8.3. Resveratrol, Activator of SIRT1

Resveratrol, a diet-derived polyphenol, is a prototype of a new class of drugs referred to as CR mimetics, which are being developed to reverse organ pathologies associated with aging and metabolic diseases [134]. The “French paradox,” which describes the phenomenon that morbidity and mortality of coronary artery disease are low in southern France and other Mediterranean territories, is at least partly attributable to resveratrol, which is an important constituent of Mediterranean diets and is involved in vasculoprotection [135]. Resveratrol is thought to have diverse antiatherogenic activities, such as the inhibition of LDL oxidation and platelet aggregation and regulation of vascular smooth muscle proliferation [136, 137]. Multiple lines of evidence indicate that resveratrol inhibits endothelial activation and monocyte adhesion and attenuates proinflammatory gene expression by inhibition of NF-κB activation in coronary arterial endothelial cells [138]. Indeed resveratrol, a SIRT1 activator, was associated with upregulation of eNOS and induction of specific mitochondrial biogenesis factors, which exert a vasoprotective effect [139]. These studies raise the possibility that resveratrol supplementation may confer significant vasoprotection in elderly humans.

9. Conclusion

With a keen awareness that aging is an independent risk factor for cardiovascular disease, the means by which to achieve successful cardiovascular aging whilst decreasing the risk of CVD is a worthy pursuit.
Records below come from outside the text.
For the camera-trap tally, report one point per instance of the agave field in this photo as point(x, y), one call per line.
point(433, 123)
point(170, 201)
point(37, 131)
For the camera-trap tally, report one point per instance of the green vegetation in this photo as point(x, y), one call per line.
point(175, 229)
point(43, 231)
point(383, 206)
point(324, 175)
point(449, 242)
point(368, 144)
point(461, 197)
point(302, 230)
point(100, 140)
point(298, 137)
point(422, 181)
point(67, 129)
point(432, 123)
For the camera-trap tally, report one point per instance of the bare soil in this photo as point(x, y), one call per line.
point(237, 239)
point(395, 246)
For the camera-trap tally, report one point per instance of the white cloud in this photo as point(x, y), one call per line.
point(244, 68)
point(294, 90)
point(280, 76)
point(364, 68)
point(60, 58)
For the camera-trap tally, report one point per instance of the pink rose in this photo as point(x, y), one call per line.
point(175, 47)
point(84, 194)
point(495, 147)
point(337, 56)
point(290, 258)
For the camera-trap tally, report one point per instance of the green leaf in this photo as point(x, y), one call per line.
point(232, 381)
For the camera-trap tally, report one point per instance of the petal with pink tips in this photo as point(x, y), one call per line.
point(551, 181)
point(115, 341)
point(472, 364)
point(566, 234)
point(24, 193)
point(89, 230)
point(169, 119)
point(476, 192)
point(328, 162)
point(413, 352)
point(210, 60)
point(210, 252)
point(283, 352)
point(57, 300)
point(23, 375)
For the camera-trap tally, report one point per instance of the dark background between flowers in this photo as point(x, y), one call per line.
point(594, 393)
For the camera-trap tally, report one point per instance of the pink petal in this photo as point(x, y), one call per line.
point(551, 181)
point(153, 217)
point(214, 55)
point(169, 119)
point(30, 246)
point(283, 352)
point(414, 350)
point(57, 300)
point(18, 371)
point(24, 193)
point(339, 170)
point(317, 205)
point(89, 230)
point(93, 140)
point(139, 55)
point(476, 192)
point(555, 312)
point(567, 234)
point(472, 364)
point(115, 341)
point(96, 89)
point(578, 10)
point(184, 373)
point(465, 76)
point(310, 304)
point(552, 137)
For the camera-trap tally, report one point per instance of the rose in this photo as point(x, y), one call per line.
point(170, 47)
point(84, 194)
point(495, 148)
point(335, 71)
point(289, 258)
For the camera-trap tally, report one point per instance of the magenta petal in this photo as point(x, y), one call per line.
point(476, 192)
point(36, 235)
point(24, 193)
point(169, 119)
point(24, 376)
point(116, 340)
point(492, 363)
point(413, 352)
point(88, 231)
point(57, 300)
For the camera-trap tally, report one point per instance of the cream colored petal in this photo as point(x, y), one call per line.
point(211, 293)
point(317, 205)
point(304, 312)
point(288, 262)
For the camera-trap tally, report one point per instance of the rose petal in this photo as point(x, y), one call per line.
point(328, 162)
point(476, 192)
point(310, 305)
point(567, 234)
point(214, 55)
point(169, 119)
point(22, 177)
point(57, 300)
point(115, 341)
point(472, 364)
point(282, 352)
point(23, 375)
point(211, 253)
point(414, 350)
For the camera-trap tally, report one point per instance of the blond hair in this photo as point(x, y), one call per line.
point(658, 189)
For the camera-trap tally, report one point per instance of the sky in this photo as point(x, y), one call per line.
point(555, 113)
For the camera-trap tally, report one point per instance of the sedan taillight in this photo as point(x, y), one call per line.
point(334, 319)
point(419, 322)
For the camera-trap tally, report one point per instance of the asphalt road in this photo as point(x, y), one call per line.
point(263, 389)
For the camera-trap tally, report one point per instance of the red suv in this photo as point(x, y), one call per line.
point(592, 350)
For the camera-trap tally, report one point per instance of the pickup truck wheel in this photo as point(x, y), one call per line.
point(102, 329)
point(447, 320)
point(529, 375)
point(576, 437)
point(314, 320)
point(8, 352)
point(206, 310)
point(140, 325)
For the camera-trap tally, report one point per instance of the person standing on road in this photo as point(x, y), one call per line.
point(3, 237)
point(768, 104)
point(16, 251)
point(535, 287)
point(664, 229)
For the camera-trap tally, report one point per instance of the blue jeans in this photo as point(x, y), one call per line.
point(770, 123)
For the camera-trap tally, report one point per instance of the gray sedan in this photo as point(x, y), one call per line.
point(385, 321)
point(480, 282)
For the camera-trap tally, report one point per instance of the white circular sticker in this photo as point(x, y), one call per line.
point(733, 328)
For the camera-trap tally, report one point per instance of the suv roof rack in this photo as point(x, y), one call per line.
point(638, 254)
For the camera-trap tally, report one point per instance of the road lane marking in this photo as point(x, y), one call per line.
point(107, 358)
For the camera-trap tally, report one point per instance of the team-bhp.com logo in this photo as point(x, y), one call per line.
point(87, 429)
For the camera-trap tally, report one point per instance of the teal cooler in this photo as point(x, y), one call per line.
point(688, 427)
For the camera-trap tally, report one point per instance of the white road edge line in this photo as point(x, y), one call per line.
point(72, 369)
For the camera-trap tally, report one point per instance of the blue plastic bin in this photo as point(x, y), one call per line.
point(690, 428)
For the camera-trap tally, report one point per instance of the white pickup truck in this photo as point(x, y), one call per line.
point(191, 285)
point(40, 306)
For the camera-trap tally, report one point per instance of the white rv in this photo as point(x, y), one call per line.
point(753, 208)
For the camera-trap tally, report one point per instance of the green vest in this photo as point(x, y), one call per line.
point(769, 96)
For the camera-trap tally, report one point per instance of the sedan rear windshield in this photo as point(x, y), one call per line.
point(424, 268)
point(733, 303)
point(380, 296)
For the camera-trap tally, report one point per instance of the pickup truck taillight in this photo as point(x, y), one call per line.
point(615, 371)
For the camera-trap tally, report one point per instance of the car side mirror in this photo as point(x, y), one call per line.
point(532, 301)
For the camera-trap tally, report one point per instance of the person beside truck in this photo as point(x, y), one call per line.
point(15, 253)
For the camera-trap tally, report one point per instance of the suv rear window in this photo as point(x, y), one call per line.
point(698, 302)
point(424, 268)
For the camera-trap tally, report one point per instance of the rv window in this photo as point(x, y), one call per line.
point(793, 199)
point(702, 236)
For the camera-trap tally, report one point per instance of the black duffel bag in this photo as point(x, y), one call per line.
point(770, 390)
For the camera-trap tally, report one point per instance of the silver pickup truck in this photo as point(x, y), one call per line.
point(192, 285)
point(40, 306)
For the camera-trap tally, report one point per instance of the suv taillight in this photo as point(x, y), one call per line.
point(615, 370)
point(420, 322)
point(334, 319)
Oxidative stress and inflammation play a vital role in the process of cardiovascular aging. Endothelial dysfunction that is associated with oxidative stress and inflammation is a fundamental feature of CVD. Moreover, the relationship between oxidative stress and inflammation is bidirectional. A better understanding of the molecular and cellular mechanisms underlying cardiovascular aging, as well as their potential interactions, will provide a growing list of potential targets for specific interventions aimed at preventing or delaying the cardiovascular dysfunction associated with aging. Breakthroughs in achieving successful cardiovascular aging that focus on oxidative stress and inflammation are on the horizon.

Conflict of Interests

The authors declare that there is no conflict of interests.

Acknowledgment

This work was supported by National Natural Science Foundation of China (Grant no. 31171129).